The present tensions between the United States and the European Union, in their turn, would not help Western Ukraine to guarantee any stable investment climate. Moreover, "Washington's Politburo", closely associated with the US corporate players, is essentially uninterested in a competitive economy of the supposed Western Ukrainian state, as the more financially desperate this statehood would be, the cheaper its economic facilities will be purchased by the relevant players.
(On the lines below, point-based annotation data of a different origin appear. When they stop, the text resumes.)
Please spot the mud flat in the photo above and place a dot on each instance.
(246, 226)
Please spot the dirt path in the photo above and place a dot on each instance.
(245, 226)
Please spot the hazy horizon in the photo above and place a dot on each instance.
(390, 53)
In order to convey this simple truth to the Ukrainians of the West and the East, to Russian-speakers and Ukrainian-speakers, to Orthodox and Catholic believers, one needs efficient diplomacy. Unfortunately, Russia's diplomatic work in Ukraine, our closest geographic and cultural neighbor, is presently dysfunctional – unlike the well-experienced agency of Washington's influence, keen in manipulating liberal and conservative, monarchist and outright fascist movements in East European states. It seems that Russia's foreign policy has accumulated the worst of the Soviet tradition, just replacing the dogmatic Marxist propaganda, spread even among African primordial tribes, with a commercial "pipeline ideology", which only spawns disappointment in Russia in the population of the "pipeline allies".

In Russian patriotic circles, inefficiency of "pipeline ideology" is well understood; still, the approach towards Russian-Ukrainian relations is often too superficial, disregarding the necessity of "public diplomacy" on all the levels.

While Yulia Timoshenko dreams of an ideological overtake of Eastern Ukraine, we should envisage ideological integration of Ukraine's intellectual community, including the decent nationalist thinking for which integrity of the nation is the highest priority. This is possible only in case we protect the whole of this unhappy nation from the enemies of both Russian and Ukrainian statehood, culture, and identity.